Data Science Tutorial: Age vs. Height - vanslooten.com Data Science Tutorial: Age vs. Height

Objective: Apply your newly acquired Data Science knowledge to explore a simple real-world relationship and build a basic predictive model. This is a quick hands-on exercise to get you comfortable with the tools. This tutorial requires basic knowledge of Python and Data Science.

We will use sklearn (from the scikit-learn distribution), which is based on SciPy, focusing specifically on machine learning algorithms. The functionality that scikit-learn provides includes: Regression, including Linear and Logistic Regression. Classification, including K-Nearest Neighbors.

Before you start coding, consider creating a virtual environment first. That has been explained in this tutorial.

Refresher & Tools

Briefly revisit the “Linear Regression” and “R-squared” sections on W3Schools Data Science if you need a quick reminder
Ensure your Python environment is ready and you can import libraries like pandas, matplotlib, and scikit-learn (for sklearn).

To install a library, you must:

pip install scikit-learn

In Thonny, you can install libraries via Tools > Manage packages.

Make sure to install all necessary libraries.

Get Your Data

For this tutorial we selected a small dataset from Kaggle, that contains Age, Height, Weight and Bmi data.

Download this small example dataset (it’s a common dataset from Kaggle).
Place the .csv file in the same directory as your Python script

Next, create a new Python script and import the necessary libraries:

import pandas as pd
import numpy as np
import matplotlib.pyplot as plt

from sklearn.linear_model import LinearRegression
from sklearn.model_selection import train_test_split
from sklearn.metrics import mean_squared_error

1. Load and Sample Your Data

Load the .csv file into a Pandas DataFrame

Beware that datasets might be large. To ease development and testing, consider working with a small random sample*:

df = df_full.sample(n=50, random_state=42)
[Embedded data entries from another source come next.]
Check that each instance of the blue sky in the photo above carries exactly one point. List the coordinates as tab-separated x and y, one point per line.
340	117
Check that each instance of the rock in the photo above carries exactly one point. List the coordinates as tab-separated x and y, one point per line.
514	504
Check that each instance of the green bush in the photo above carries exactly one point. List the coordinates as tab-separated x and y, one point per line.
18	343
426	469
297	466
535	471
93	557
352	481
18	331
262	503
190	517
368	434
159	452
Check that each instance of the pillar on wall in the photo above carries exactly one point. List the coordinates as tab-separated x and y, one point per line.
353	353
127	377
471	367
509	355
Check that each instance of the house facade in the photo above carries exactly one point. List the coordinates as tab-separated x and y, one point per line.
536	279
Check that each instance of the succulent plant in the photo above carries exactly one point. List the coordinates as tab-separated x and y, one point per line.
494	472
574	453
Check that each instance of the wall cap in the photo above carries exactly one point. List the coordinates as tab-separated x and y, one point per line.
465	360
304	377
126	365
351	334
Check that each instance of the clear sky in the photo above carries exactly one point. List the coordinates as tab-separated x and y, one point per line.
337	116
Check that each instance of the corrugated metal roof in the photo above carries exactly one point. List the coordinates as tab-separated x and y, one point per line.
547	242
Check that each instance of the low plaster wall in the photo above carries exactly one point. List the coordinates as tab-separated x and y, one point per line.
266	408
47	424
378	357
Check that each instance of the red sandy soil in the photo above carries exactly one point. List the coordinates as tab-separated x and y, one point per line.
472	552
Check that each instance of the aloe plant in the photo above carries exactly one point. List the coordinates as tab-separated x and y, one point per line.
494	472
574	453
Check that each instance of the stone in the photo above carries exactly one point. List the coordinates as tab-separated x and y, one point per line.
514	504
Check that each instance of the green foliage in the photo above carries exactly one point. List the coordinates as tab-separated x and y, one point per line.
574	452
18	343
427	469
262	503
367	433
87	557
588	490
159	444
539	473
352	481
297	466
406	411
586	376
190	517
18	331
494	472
However, if you use the given dataset, you can skip this.

* Another way to reduce the size is to split the data into training and testing sets.

Test if the dataset loads properly, by printing some info:

print(df.head())

Run the script.

2. Explore and Visualize

Print a bit more information about the dataset. For example, what is the age range? (min. and max. of the Age?) What is the average height?

Create a scatter plot with ‘Age’ on the X-axis and ‘Height’ on the Y-axis.

Does there appear to be a relationship?

Example code:

plt.scatter(df['Age'], df['Height'])
plt.xlabel('Age')
plt.ylabel('Height')
plt.title('Scatter Plot of Age vs. Height')
plt.show()

3. Build Your Model

Using sklearn.linear_model.LinearRegression, create a simple linear regression model.

Train your model (if needed, using a training set) to predict Height based on Age.

Example code:

# Assuming your columns are named 'Age' and 'Height'
# Reshape 'Age' for sklearn if it's a single feature
X = df[['Age']] # Input feature must be 2D
y = df['Height'] # Target variable

model = LinearRegression()
model.fit(X, y)

Evaluate Your Model

Calculate the R-squared value for your model.

What is your R-squared value? What does this number generally tell you about how well age explains height in this dataset?

Example code:

r_squared = model.score(X, y) # For this exercise, we evaluate on training data
print(f"R-squared value: {r_squared:.8f}")

Make a Prediction

Use your trained model to predict the height for a new, arbitrary age (e.g., predict height for someone who is 7 years old, or 25 years old). Remember to reshape the input age for the model.

Print out the predicted height.

Example code:

# Example prediction for a 12-year-old
new_age = np.array([[12]]) # Input must be 2D
predicted_height = model.predict(new_age)
print(f"Predicted height for age 12: {predicted_height[0]:.2f} cm")

Visualize the outcome

Visualize the regression line in the scatter plot for better interpretation. Adjusted part of the code that adds the regression line to the scatter plot:

# Visualize the regression line in a scatter plot for better interpretation.
plt.scatter(df['Age'], df['Height'])
plt.plot(df['Age'], model.predict(X), color='red', linewidth=2)
plt.xlabel('Age')
plt.ylabel('Height')
plt.title('Scatter Plot of Age vs. Height with Regression Line')
plt.show()

Reflection

What do you think of this prediction?
What conclusions can you draw from this exercise?
Is this a useful approach?
What would you do different?

Learn from other findings and examples

Take a look at the dataset page on Kaggle. Apart from the extensive description of the dataset on the first tab, it has a tab ‘Code’, where you can find code examples (mostly Jupyter notebooks) from others using that dataset. For example the “Basic Linear Regression to predict height from age” looks very similar to what we have done.

Apart from nice examples, it also contains some analysis. Like the one from “Translate data into Insights – XGBoost”. There you find some conclusions in between the code samples:

You can learn a lot from these Code examples!